Higher Education Analytics Center

The Higher Education Analytics Center at NORC leverages our extensive experience conducting research on higher education to bring effective and affordable research and data collection offerings to institutions of higher education and other organizations related to higher education.

The Higher Education Analytics Center’s focus is informed by our institutional mission and our non-profit status. Our aim is to provide post-secondary institutions and related organizations with the data and insights necessary to improve their function and inform their policy decisions to the benefit of students, alumni, educators, academic leaders, and the institutions, themselves. We approach all work with deep technical and methodological expertise, a spirit of collaboration, and a commitment to scientific integrity.

Our services range from large-scale cross-sectional and longitudinal data collection to analyses through individualized consulting on discrete issues that can be addressed by data analytics. We also provide consultation on evaluation methods and data collection design.

Career Pathways and Outcomes Tracking and Analysis

A student’s journey doesn‘t end when they leave school – it actually begins. Ideally, after the completion of a degree or training program, a student is prepared for success in the workforce. Understanding the actual trajectory of student’s life course and career outcomes provides educational institutions, policy makers, and future students with key information regarding the success of different education programs and degree awards.

NORC researchers track the career and professional pathways of degree recipients to determine how they contribute to the workforce and society, both here and abroad, and how these outcomes change over time. Often, career pathway projects collect survey data many years after study subjects have earned a degree or finished a program. Whether it is a high school graduation or doctorate degree award, NORC is expert at finding and surveying individuals after 1, 5, 10, and even 30 years after degree award. We have refined our search methodologies for individuals living in the U.S. and abroad, and are able to accurately supplement survey data with degree and career information abstracted from publically available sources.

Representative Career Outcome Projects:

Transitions into Success in Higher Education

NORC researchers and data collection experts collaborate with outside experts to gain insight into the many factors that influence whether and how potential students enter higher education. Our research has focused on several facets that influence this important transition, including: college advising (including virtual advising), financial aid availability, equity issues in access to higher education, academic preparation for higher education, assisting institutions with evaluating measures used in the admission process, and students’ decision-making processes in selecting institutions.

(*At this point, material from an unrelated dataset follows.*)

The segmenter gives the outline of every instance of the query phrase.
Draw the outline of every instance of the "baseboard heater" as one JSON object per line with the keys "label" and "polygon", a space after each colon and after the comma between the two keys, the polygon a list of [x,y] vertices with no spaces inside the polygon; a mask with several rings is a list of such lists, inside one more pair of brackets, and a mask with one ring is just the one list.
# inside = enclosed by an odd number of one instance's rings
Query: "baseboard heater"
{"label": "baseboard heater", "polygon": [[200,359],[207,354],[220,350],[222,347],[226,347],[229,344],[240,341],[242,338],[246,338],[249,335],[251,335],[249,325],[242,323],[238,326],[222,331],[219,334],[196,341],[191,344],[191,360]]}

Representative Education Transition Projects:

Association Research Support

In addition to our work with institutions, we support professional and academic associations and other non-profit and commercial organizations that wish to collect data on or otherwise learn more about educational processes and outcomes. NORC tracks educational attainment and career outcomes by field of study to better understand workforce characteristics by both discipline and industry, and designs studies around the analytic needs of the client’s association or industry perspective.

Example Research Report:

Campus Climate Surveys

NORC conducts campus climate surveys on behalf of institutions that wish to obtain feedback directly from their student body, faculty, and staff about the incidence of sexual assault, students’ understanding of consent, institutional reporting procedures, and other important topics related to assault and misconduct. This critical data may be used to develop comprehensive solutions and evaluate their impact by comparing baseline results to future data. Often times, climate surveys also include question modules about diversity and inclusion, as they have for Rice University, Stanford University, The University of California, Berkeley, The University of Chicago, and Walden University.

See the Sparks blog posts for a discussion of the importance of collecting high-quality data on campus climate and the ideal methodology for doing so. NORC has also completed in-depth qualitative investigations of the working climate for faculty, particularly faculty women, on behalf of Northwestern University, the University of Chicago, and a major Midwestern professional school.

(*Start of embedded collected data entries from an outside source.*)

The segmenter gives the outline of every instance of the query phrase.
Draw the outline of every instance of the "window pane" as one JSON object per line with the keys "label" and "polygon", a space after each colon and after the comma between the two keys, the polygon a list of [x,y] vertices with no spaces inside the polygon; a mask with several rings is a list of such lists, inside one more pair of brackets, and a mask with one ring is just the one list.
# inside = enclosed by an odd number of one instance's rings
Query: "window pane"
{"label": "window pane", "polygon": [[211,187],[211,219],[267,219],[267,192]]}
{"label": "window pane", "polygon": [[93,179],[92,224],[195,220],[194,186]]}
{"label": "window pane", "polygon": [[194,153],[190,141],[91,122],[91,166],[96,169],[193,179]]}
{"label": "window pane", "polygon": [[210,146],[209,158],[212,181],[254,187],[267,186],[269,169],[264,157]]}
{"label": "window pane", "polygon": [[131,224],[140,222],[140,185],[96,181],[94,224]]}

Representative Campus Climate Reports:

Partnerships with Businesses

There is a growing recognition among both businesses and institutions that strategic partnerships between these two groups can provide benefits to both. When institutions align their educational programs with the needs of the business community, businesses benefit from an improved pipeline of well-trained, local talent. When businesses lend resources to institutions, students benefit from participation in work-based learning experiences (such as internships and capstone projects) and other High-Impact Practices.

NORC evaluates a number of these partnerships between institutions and businesses to provide a better understanding of how they benefit both organizations and, most importantly, the students. We are also currently engaged in developing a taxonomy of work-based learning experiences by gathering information from businesses and from students who have participated in such experiences.

Representative Business Partnership Projects

Other Institutional and Research Support

NORC’s Higher Education Analytics Center seeks to support institutions in other areas as well. This includes consulting on available data sources, conceptualizing and implementing data collection or evaluation projects on any scale, providing short or long-term analytical capacity to institutions or researchers, or any other services related to gathering and understanding data related to higher education. In addition to the topics described above, we have helped institutions and other researchers draft book chapters, create a system for benchmarking key outcomes for which no publicly available data source currently exists, gather data on how faculty and staff members utilize internal resources such as human resources and technology support, learn about students’ experiences with and use of tobacco, and study the civic engagement perspectives of post-secondary faculty.